En outre, nous distinguons les traits contextuels et les traits inhérents à l'unité lexicale, c'est-à-dire les propriétés extrinsèques et les propriétés intrinsèques (Mortureux, 1997 : 64). Les propriétés intrinsèques désignent tout ce qui revient à un terme lui-même, ils renvoient à un savoir immédiat et non-contextuel de la part du locuteur. Il est, par exemple, possible de déterminer "hors contexte" la classe grammaticale (un terme est un "nom" ou un "verbe"). Il est également possible de décrire les caractéristiques généraux d’un concept qui est désigné par un terme "hors contexte". En effet, cette approche lexicale renvoie à la différence entre les unités lexicales. Ainsi, "dans la langue, il n'y a que des différences" (Saussure, 1995 : 166) et "chaque sémème se distingue de tout autre par au moins un sème" (Mortureux, 1995 : 71). Les propriétés extrinsèques reviennent à l'influence du contexte puisque dans un texte, chaque unité lexicale tire sa valeur de l'opposition réciproque avec les autres membres du système. Aussi, le sens d’un mot en contexte dépend à la fois de ses co-occurrents et des unités lexicales absentes dans un énoncé, mais évoquées dans un projet global. Afin de dégager les différents traits sémantiques, il existe deux méthodes d'analyse du sens lexical que nous présentons par la suite : l'analyse distributionnelle et l'analyse sémique.

L'analyse distributionnelle cherche à dégager des oppositions distinctives en étudiant les unités lexicales en fonction des critères "animés", "non animés", "humain" et "non-humain". De cette manière, il est possible de distinguer les unités lexicales "Steiftier" [- animé], "Fohlen" [+ animé, - humain] et "Kind" [+ animé, + humain]. Même si cette méthode ne permet pas d'épuiser le sens lexical, elle a "le mérite d'expliquer des intuitions, de substituer, dans un certain nombre de cas, des indications au terme de nuance que faute de mieux, on emploie autrement" (Mortueux, 1997 : 64).

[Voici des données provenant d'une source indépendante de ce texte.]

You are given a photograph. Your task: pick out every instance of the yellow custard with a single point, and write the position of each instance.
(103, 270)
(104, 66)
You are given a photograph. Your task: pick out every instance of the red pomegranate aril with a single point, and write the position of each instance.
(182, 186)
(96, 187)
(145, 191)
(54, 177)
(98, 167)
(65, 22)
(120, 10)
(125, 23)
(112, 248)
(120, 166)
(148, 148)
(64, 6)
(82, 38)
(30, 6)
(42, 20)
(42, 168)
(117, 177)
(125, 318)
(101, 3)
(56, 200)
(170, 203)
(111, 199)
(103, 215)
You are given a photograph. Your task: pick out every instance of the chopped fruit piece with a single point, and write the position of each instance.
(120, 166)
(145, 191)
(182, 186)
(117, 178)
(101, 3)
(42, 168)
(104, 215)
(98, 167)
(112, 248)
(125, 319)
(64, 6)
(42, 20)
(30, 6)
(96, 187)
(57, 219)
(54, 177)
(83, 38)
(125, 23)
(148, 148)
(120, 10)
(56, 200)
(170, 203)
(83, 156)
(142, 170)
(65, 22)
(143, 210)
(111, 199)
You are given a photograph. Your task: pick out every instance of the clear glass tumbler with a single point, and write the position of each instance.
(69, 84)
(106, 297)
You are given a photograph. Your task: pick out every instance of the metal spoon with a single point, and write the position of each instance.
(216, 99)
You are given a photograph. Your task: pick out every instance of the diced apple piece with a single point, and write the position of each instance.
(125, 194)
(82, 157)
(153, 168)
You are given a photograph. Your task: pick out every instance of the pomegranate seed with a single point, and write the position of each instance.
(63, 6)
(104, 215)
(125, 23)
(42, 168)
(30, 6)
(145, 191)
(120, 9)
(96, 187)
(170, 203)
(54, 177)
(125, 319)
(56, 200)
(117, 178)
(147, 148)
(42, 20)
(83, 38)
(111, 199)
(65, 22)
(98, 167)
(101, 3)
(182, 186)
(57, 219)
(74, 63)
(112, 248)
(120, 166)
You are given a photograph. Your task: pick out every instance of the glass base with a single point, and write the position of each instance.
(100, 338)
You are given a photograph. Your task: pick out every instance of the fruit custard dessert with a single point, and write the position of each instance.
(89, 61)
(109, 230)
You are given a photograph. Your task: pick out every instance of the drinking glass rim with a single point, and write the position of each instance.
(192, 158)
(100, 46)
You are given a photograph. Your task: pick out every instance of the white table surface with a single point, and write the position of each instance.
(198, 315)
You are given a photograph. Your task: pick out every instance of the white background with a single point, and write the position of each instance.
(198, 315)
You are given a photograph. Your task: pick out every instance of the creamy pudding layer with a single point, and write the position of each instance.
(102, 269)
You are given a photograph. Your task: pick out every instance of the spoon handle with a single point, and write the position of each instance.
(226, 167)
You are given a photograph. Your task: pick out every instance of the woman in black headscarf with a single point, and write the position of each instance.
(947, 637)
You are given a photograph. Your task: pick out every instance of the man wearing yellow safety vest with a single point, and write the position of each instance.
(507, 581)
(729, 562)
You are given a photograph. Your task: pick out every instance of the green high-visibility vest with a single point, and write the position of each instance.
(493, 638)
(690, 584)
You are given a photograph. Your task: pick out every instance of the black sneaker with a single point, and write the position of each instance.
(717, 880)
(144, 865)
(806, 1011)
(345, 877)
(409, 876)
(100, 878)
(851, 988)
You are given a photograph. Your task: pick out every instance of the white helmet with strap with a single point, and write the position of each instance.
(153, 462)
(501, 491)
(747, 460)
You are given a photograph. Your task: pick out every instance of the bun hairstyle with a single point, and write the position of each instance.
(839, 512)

L'analyse sémique constitue une comparaison des unités lexicales faisant partie d'un même champ sémantique. Son but est de dégager des traits communs d'une unité lexicale ainsi que des traits distinctifs. Cette analyse sémique proposée, entre autres, par Galisson (1970), cherche à opposer deux termes relativement proches sémantiquement afin de dégager ces différences qui eux permettent de préciser le sens lexical. Chaque unité lexicale est composée de plusieurs "traits sémantiques" qui sont aussi appelés "sèmes". Plusieurs sèmes composent un "sémème". L’analyse sémique se déroule en deux temps. On sélectionne d’abord deux termes à comparer (et qui, dans la pratique de l’apprentissage du lexique, peuvent être confondus). Galisson (1970) suggère de prendre à chaque fois les parasynonymes les plus proches parce qu’ils ont de nombreux traits communs et parce que leurs traits spécifiques entretiennent des relations de correspondance qui les rendent plus faciles à identifier. Ceci est, par exemple le cas pour "Containerschiff" et "Passagierschiff". Ensuite, il convient de décomposer chaque terme en traits sémantiques distinctifs, c’est-à-dire en sèmes : le mot "Containerschiff" peut se décomposer en "moyen de transport" plus "par mer" plus "pour les marchandises". Pour l'unité lexicale "Passagierschiff", nous obtenons les sèmes "moyen de transport", "par mer" et "pour les personnes". En reportant l’ensemble des traits distinctifs dans un tableau, on peut facilement visualiser les différences entre les deux termes. Le signe "+ " représente l'existence du trait sémantique et le signe "-" son inexistence :

  moyen de transport par mer pour marchandises pour personnes
Containerschiff + + + -
Passagierschiff + + - +

Une comparaison des signes "+" et "-" dans le tableau permet de dégager les sèmes génériques et spécifiques à une unité lexicale. Le trait sémantique existant pour tous les termes constitue le sème générique et il est commun à l'ensemble des unités lexicales du champ sémantique. Les traits sémantiques qui sont valables uniquement pour certaines unités lexicales sont, au contraire, des sèmes spécifiques servant à distinguer les unités lexicales du champ sémantique.